No Time to Waste

I’m back on Chincoteague Island for a very quick trip with my mom. My niece, who is more like a sister to me and daughter to my mom, is here with her husband and two kids. She wasn’t able to line up her week with ours earlier in the summer, so we came down for two nights to visit. We don’t get to see them often, since they moved to Ohio in November. My mom has really been missing the last of the “babies” (they’re nine and eleven).

My younger sister and I had planned to take both our parents, but my dad’s health has been complicated lately, and nobody felt comfortable taking him somewhere where the nearest hospital is an hour away.
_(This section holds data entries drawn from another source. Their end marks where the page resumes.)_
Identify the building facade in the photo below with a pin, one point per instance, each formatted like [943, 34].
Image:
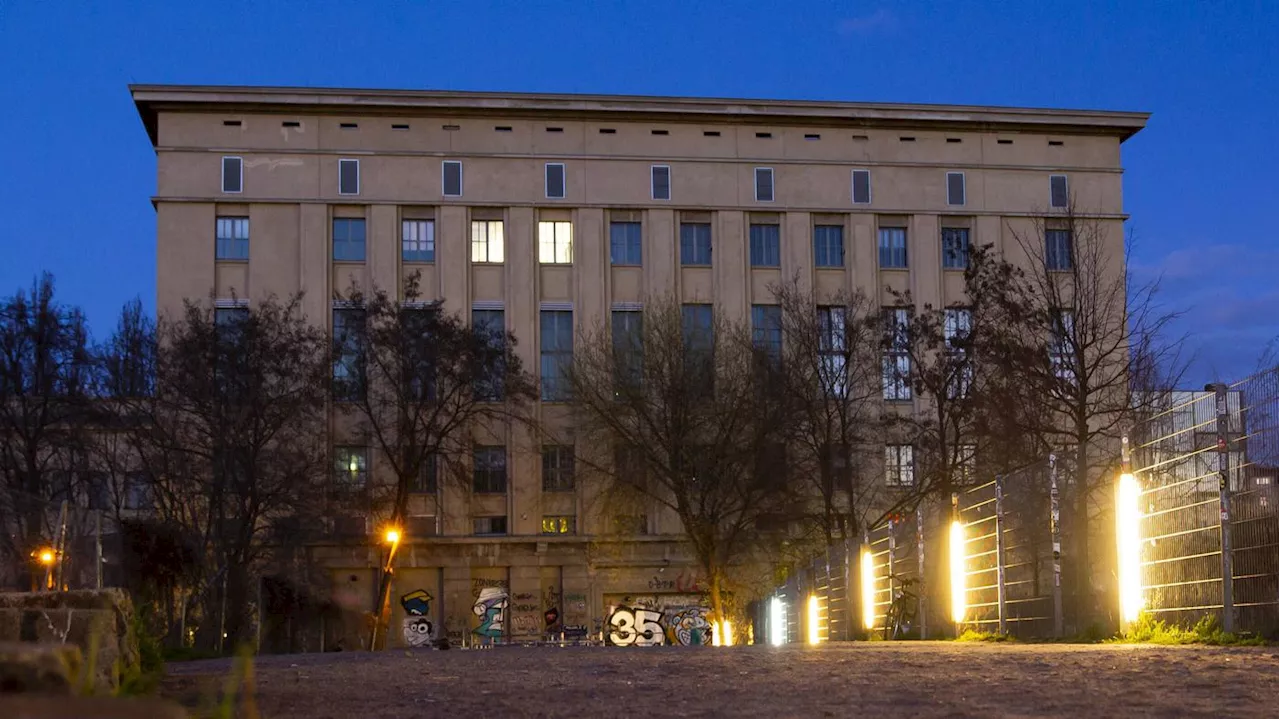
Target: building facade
[549, 213]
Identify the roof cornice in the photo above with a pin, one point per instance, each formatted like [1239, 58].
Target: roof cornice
[151, 99]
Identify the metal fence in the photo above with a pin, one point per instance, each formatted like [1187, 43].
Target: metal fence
[1207, 466]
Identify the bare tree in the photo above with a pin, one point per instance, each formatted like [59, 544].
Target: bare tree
[45, 371]
[689, 408]
[426, 381]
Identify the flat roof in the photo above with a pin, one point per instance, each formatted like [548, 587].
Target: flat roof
[152, 99]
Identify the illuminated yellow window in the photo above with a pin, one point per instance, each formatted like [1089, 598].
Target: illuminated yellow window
[556, 242]
[558, 525]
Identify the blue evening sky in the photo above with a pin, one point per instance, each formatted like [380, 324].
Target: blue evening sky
[77, 170]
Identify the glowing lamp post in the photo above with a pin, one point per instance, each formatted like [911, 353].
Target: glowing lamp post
[1129, 546]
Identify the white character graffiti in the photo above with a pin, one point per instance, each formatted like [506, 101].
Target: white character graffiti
[635, 627]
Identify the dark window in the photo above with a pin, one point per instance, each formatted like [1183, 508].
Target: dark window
[892, 248]
[661, 177]
[348, 362]
[490, 525]
[1057, 195]
[557, 353]
[627, 348]
[896, 358]
[695, 243]
[557, 467]
[489, 470]
[1057, 250]
[955, 188]
[764, 184]
[417, 241]
[766, 241]
[862, 187]
[232, 238]
[428, 476]
[828, 246]
[348, 177]
[348, 239]
[625, 243]
[451, 178]
[955, 248]
[490, 325]
[554, 181]
[233, 174]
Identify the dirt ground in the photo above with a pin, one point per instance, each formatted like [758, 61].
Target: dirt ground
[848, 679]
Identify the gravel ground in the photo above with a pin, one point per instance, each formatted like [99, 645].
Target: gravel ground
[864, 678]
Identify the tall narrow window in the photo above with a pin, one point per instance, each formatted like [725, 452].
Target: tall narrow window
[833, 351]
[232, 238]
[451, 178]
[955, 248]
[487, 241]
[556, 242]
[764, 184]
[558, 467]
[417, 241]
[489, 470]
[554, 181]
[348, 363]
[1059, 253]
[695, 243]
[557, 353]
[766, 241]
[233, 175]
[896, 360]
[956, 326]
[767, 330]
[625, 243]
[348, 239]
[627, 349]
[862, 182]
[348, 177]
[892, 248]
[489, 326]
[955, 189]
[828, 246]
[661, 182]
[899, 466]
[1057, 192]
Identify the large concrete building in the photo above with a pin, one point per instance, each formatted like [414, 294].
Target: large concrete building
[556, 210]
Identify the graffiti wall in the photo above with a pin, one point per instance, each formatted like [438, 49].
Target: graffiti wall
[679, 619]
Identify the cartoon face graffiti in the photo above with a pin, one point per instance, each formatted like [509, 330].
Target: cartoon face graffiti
[490, 607]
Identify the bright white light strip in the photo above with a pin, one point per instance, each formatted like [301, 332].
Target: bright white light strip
[1129, 546]
[777, 622]
[868, 581]
[958, 567]
[814, 618]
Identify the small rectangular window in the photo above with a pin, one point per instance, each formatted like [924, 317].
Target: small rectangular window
[451, 178]
[862, 182]
[625, 239]
[348, 177]
[1057, 191]
[659, 178]
[764, 184]
[955, 188]
[233, 174]
[232, 238]
[417, 241]
[554, 181]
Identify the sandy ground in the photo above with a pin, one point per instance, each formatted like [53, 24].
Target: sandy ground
[849, 679]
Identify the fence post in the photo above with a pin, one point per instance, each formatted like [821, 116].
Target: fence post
[1055, 530]
[920, 601]
[1224, 494]
[1000, 555]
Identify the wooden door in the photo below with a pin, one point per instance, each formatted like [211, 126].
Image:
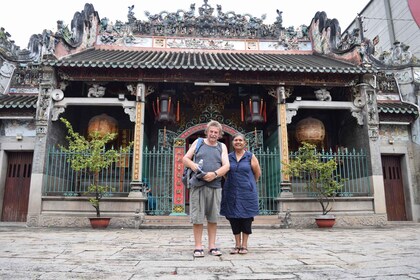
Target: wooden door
[16, 194]
[394, 189]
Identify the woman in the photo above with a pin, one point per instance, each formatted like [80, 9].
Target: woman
[240, 194]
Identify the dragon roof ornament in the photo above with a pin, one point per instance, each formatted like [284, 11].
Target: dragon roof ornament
[186, 23]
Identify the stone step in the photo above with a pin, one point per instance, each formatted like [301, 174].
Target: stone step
[184, 222]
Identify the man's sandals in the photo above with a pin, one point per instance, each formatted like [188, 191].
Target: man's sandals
[215, 252]
[198, 253]
[239, 250]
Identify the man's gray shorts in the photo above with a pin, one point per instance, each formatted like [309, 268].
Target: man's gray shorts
[205, 203]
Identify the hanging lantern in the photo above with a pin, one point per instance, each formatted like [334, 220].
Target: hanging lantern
[310, 130]
[256, 109]
[164, 108]
[103, 124]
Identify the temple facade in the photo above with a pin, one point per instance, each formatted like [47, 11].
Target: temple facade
[159, 81]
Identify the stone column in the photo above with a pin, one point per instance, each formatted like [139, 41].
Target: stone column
[137, 186]
[283, 140]
[40, 150]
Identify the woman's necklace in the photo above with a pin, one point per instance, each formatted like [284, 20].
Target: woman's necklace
[239, 156]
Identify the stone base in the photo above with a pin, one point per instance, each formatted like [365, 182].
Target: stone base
[83, 222]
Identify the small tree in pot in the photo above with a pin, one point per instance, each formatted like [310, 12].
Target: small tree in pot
[90, 154]
[320, 176]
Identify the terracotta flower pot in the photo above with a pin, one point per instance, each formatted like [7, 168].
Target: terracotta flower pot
[325, 221]
[99, 222]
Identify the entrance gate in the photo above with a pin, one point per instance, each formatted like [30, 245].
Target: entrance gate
[163, 170]
[394, 190]
[16, 194]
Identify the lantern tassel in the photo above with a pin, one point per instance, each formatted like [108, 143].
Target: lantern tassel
[177, 111]
[242, 111]
[169, 105]
[154, 109]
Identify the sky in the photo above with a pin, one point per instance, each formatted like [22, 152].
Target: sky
[23, 18]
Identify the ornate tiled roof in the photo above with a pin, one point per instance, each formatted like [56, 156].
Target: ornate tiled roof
[397, 108]
[240, 61]
[18, 101]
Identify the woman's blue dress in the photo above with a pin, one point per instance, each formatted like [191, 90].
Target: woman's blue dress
[240, 194]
When you only have two days here, you have to embrace every opportunity. After dinner, I swam in the ocean with the kids and made one of them into a mermaid and the other into an octopus in the sand and then watched the sun go down over Tom’s Cove.

I got up at 5:30 this morning as quietly as I could and slipped out to see the sunrise over the ocean. Then I biked around the wildlife loop and then to my favorite coffee and pastry shop.

Next: pick up some sandwiches and get ready for the beach.

Sunset over Tom’s Cove
Sunrise
Mama Horse

No Changes, Please

Being back at Lake Winnepesaukee brings back so many memories, some foggier than others.

In the very early days, we camped in a canvas tent at Lane’s End campground in Melvin Village. I remember bursting out of the car after 12 hours in an unairconditioned Pinto station wagon, impatiently waiting for my dad to pitch the tent so I could throw on my older sister’s hand-me-down bikini and tear down to the end of the lane to jump in the lake with my sister while my mom tended to our baby sister.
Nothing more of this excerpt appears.